President Donald Trump says US-China relations remain “very strong” despite the two countries being embroiled in a trade war.
Mr Trump said talks between Washington and Beijing will continue even after a deadline passed on Friday for them to reach an agreement.
As a result the US raised tariffs to 25% from 10% on goods from China.
China says it “deeply regrets” the US action and would have to take “necessary counter-measures”.
However Beijing also confirmed on Friday that further negotiations would take place following two days of what were described as “honest” and “constructive” talks.
The latest US move raises tariffs on $200bn (£153.7bn) worth of Chinese imports.
What has Trump said?
On top of the tariffs implemented on Friday, Mr Trump said a process had begun to place the full 25% tariff on a further $325bn of Chinese goods.
The tariffs taken in would be used to buy US agricultural goods, which would then be used for “humanitarian assistance”, Mr Trump said.
The president tweeted that, depending on the outcome of future negotiations, the tariffs “may or may not” be removed.
Mr Trump earlier said he was in “no rush” to reach a trade agreement following two days of bilateral talks.
Only recently, the US and China appeared to be close to ending months of tensions over trade.
Critics pointed out on Twitter that it is not China who will pay the taxes, but US importers, and ultimately its consumers.
What has China’s reaction been?
China’s Commerce Ministry confirmed the latest US tariff increase on its website.
“It is hoped that the US and the Chinese sides will work together… to resolve existing problems through co-operation and consultation,” it said in a statement.
Chinese stock markets rose on Friday, with the Hang Seng index up less than 1% and the Shanghai Composite more than 3% higher.
What will be the impact of the tariff rise?
The US-China trade war has weighed on the global economy over the past year and created uncertainty for businesses and consumers.
Even though Mr Trump has downplayed the impact of tariffs on the US economy, the rise is likely to affect some American companies and consumers as firms may pass on some of the cost, analysts said.
Deborah Elms, executive director at the Asian Trade Centre, said: “It’s going to be a big shock to the economy.
“Those are all US companies who are suddenly facing a 25% increase in cost, and then you have to remember that the Chinese are going to retaliate.”
French Finance Minister Bruno Le Maire warned that the trade dispute escalation threatened jobs across Europe.
“There is no greater threat to world growth,” Mr Le Maire told CNews.
BBC economics correspondent Andrew Walker said the direct impact of the trade dispute would be on the US and China.
There could also be wider implications, he added, saying a softening of demand in the US and China could hurt suppliers elsewhere in the world.
Who will pay the price?
Mr Trump’s tariff increases have taken many businesses in China and America by surprise, fuelling their anxieties about investment and supply chain viability.
Chinese exporters say passing on costs to their US customers may be the only way to compensate for dwindling profit margins.
“The US importers will have to absorb it and transfer it on to consumers,” Herbert Lun, a Chinese haircare electronics maker, told the Financial Times.
America’s farmers are suffering too.
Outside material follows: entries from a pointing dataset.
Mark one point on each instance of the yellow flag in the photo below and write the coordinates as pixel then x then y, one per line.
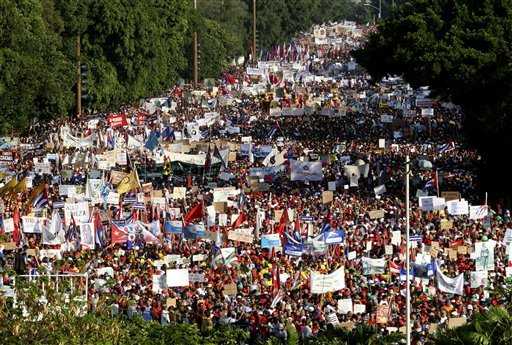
pixel 129 182
pixel 9 186
pixel 21 186
pixel 34 193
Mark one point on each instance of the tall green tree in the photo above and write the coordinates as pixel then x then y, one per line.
pixel 36 78
pixel 462 49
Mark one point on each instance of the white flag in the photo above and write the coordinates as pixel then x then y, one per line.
pixel 322 283
pixel 306 171
pixel 54 234
pixel 450 285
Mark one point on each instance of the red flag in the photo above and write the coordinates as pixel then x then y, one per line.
pixel 149 237
pixel 276 283
pixel 118 235
pixel 195 213
pixel 283 222
pixel 16 234
pixel 297 225
pixel 242 217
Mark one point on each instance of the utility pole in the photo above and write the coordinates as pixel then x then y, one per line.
pixel 407 258
pixel 79 80
pixel 195 51
pixel 254 31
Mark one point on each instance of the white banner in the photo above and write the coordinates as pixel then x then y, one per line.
pixel 306 171
pixel 33 225
pixel 450 285
pixel 322 283
pixel 54 234
pixel 458 207
pixel 478 212
pixel 93 190
pixel 373 266
pixel 177 277
pixel 8 225
pixel 222 194
pixel 69 140
pixel 87 238
pixel 79 211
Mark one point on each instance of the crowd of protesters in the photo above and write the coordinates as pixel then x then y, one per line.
pixel 342 120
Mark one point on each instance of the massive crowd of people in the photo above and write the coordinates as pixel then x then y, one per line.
pixel 234 203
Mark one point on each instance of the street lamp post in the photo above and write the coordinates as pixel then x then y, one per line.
pixel 194 68
pixel 407 258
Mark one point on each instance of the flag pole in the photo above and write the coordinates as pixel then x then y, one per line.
pixel 407 229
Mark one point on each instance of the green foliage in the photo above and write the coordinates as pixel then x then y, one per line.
pixel 132 48
pixel 491 328
pixel 35 77
pixel 462 50
pixel 362 334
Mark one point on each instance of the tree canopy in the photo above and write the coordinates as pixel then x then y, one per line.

Shipments of soybeans – one of the most valuable US agricultural export crops – to China have slumped.
A combination of higher tariffs and depressed farm commodity prices are putting US farmers under increasing pressure, economists say.
Davie Stephens, a west Kentucky farmer and president of the American Soybean Association, told local media that farmers are “in a desperate situation”.
Why are the US and China at odds?
China has been a frequent target of Mr Trump’s anger, with the US president criticising trade imbalances between the two countries and Chinese intellectual property rules, which he says hobble US companies.
Some in China see the trade war as part of an attempt by the US to curb its rise, with Western governments increasingly nervous about China’s growing influence in the world.
Both sides have already imposed tariffs on billions of dollars worth of one another’s goods.
Last year the US imposed a 10% tariff on $200bn worth of Chinese products – including fish, handbags, clothing and footwear.